O que entre nós acontece, acontece em geral nos outros países, embora alguns se tenham conseguido defender melhor do que nós das inevitáveis consequências de um «ensino superior» que, nos últimos decénios, só consegue não ser uma instituição caduca por ser uma instituição vazia. Os professores, agarrados aos privilégios tradicionais do ofício, constituem-se cada vez mais num sindicato de classe e fazem dos corpos docentes universitários uma associação de socorros mútuos.

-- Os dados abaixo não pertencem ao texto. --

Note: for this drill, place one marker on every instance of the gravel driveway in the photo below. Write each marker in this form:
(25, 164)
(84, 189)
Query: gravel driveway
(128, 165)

Movidos pela má consciência do seu magistério vazio, confiam a perduração do ofício e a segurança do emprego à adopção de doutrinas cada vez mais acessíveis, mais fáceis e mais degradadas, de doutrinas que tudo vão concedendo à dispensa de preparação cultural, de estudo documental e de reflexão intelectual e que lisonjeiam, portanto, o atrevimento raciocinante da juventude mais apressada, mais oca e mais afirmativa, de doutrinas acessíveis às formas mais comuns da ignorância. As universidades acabaram, deste modo, por se fazerem instrumentos para a formação de comunistas ou criptocomunistas, meios para a divulgação do comunismo do qual já se disse, com irrefutáveis razões, que é «a única doutrina acessível a todos os estúpidos». Assim se criou aquilo que, numa expressão já corrente, se designa por «marxismo universitário», mistura manhosa de comunismo e criptocomunismo que facilitará a obtenção de emprego bem remunerado numa sociedade dominada por complexos socialistas, que satisfará para toda a vida as estreitas carências intelectuais dos alunos menos dotados, mas que será, para os outros, os mais dotados, reflexivos e sérios, um obstáculo ou um malefício de formação escolar a cuja remoção vão ter de dedicar depois os melhores anos da sua vida. Neste momento, alguns membros da oligarquia socialista que domina o nosso país, oferecem-nos já o doloroso espectáculo da luta que travam consigo próprios para removerem de si o marxismo que a universidade lhes instilou; um deles é, precisamente, o Ministro da Educação.

(Orlando Vitorino, Exaltação da Filosofia Derrotada, Guimarães Editores, 1993, pp. 195-196).